Editos - Taquineries

LA GUERRE DES MYTHES

Il est douloureux de le constater, il est presque interdit de le dire. En notre cher vieux pays le citoyen est fatigué. Le travail l’ennuie, la rationalité le déçoit, la réalité l’accable. Blasé par la modernité, tantôt réticent et tantôt séduit par les inventions de la post modernité, il est tenté par le retour au passé, comme par régression infantile.

Héritiers de la civilisation grecque, nous en avons accepté les actifs que sont la raison, les mathématiques la physique, la médecine, la philosophie, le théâtre, la volonté politique et bien d’autres vertus qui fondent les sociétés. Nous avons aussi conservé de la Grèce quelques passifs sociétaux. Nous avons notre façon de cultiver l’esclavage et, sous couleur de modernité, nous réhabilitons certaines mœurs antiques. Comme les Grecs d’antan nous consultons des pythonisses et nous adonnons à bien d’autres mythes pour nous distraire, calmer nos inquiétudes, penser sans effort, entretenir les outils sémantiques du « prêt-à-communiquer ».
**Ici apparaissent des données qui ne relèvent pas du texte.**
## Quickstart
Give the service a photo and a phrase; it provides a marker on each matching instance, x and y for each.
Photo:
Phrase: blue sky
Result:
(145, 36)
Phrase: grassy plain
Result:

L’esprit de contradiction national fait des merveilles pour inventer, multiplier et opposer mythes et contre-mythes. Mais le malheur veut que ces entités ne se neutralisent pas comme matière et antimatière. Ainsi se perpétue une guerre des mythes qui fait des ravages, inhibe des « forces créatrices ».

Il est hors de question, et de possibilité, d’énumérer et d’opposer deux à deux tous les mythes qui nous habitent, nous animent ou nous consternent.
Nous examinerons toutefois les quatre grands mythes qui selon, Raoul Girardet, font la trame de l’histoire des idées politiques : la conspiration, le sauveur, l’âge d’or, l’unité.*

Analyse combinatoire oblige, en engendrant chacun au moins un contre-mythe, ces quatre mythes multiplient considérablement le nombre des « belligérances » possibles dont personne ne verra la fin.

Les complots historiques religieux, politiques, maçonniques furent si nombreux que tout individu se méfie de tout système organisé. Les partis, les ligues, les confréries, les sectes, les loges ont la vie dure. Parfois souterraines, leurs batailles ne se révèlent en surface qu’occasionnellement, comme des taupinières. Ainsi naissent les contre-mythes défensifs par lesquels on accuse les suspicieux de voir des conspirations partout.

Le mythe du sauveur est incarné par des personnages célèbres comme Cincinnatus qui quitta sa charrue pour sauver la république qu’il avait déjà bien servie, de Gaule qui restaura la république après avoir sauvé l’honneur de la patrie, Pinay qui restaura la monnaie après avoir installé la « normalité » au pouvoir. La plupart des temps troublés sont dévolus à l’attente de l’homme providentiel. La statue en sera abattue dès que l’occasion se présentera de laisser libre cours au contre-mythe cultivé par les oppositions.

L’âge d’or est une chimère fille de la nostalgie des « bons vieux temps »et de la « pureté des origines ». Son contre-mythe est tourné vers l’avenir et compte plus volontiers sur l’action. La rivalité intellectuelle et inextinguible de Voltaire et de Rousseau est un bel exemple des divorces intellectuels et comportementaux. Voltaire raillait Rousseau qui voulait « marcher à quatre pattes ». Rousseau accusait Voltaire de pervertir l’homme par ses idées sur la société des hommes. Cette guerre est perpétuée aujourd’hui par les scientistes et les écologistes qui, les uns et les autres et chacun à sa manière, nous promettent des temps meilleurs. L’âge d’or c’était hier. Ce sera aussi demain qui commence dès maintenant.

Le mythe de l’unité vient tantôt coiffer, tantôt créer des contraires tels ceux du conformisme ou de la nécessaire diversité. Tout ambitieux veut faire l’unité, mais autour de soi. D’aucuns rêvent de la faire par la force. Ce mythe des mythes s’appuie sur des mythes auxiliaires comme celui qui voudrait qu’existât une opinion publique. L’esprit politicien mise sur la communication, la manipulation, les promesses, les menaces, les rétorsions pour tenter de faire une impossible unité avec la pluralité des opinions. Le sommet de la perversion est atteint quand une courte majorité, proclame avoir l’assentiment de l’opinion publique en la présentant comme une et indivisible.

C’est ainsi que nous sommes presque toujours dirigés par des belliqueux mythomanes.

Et voilà pourquoi ce sont les réalités qui commandent.

Pierre Auguste
Le 3 juillet 2013

*Mythes et mythologies politiques ; 1986. Ouvrage dont on peut voit une présentation sur Wikipédia.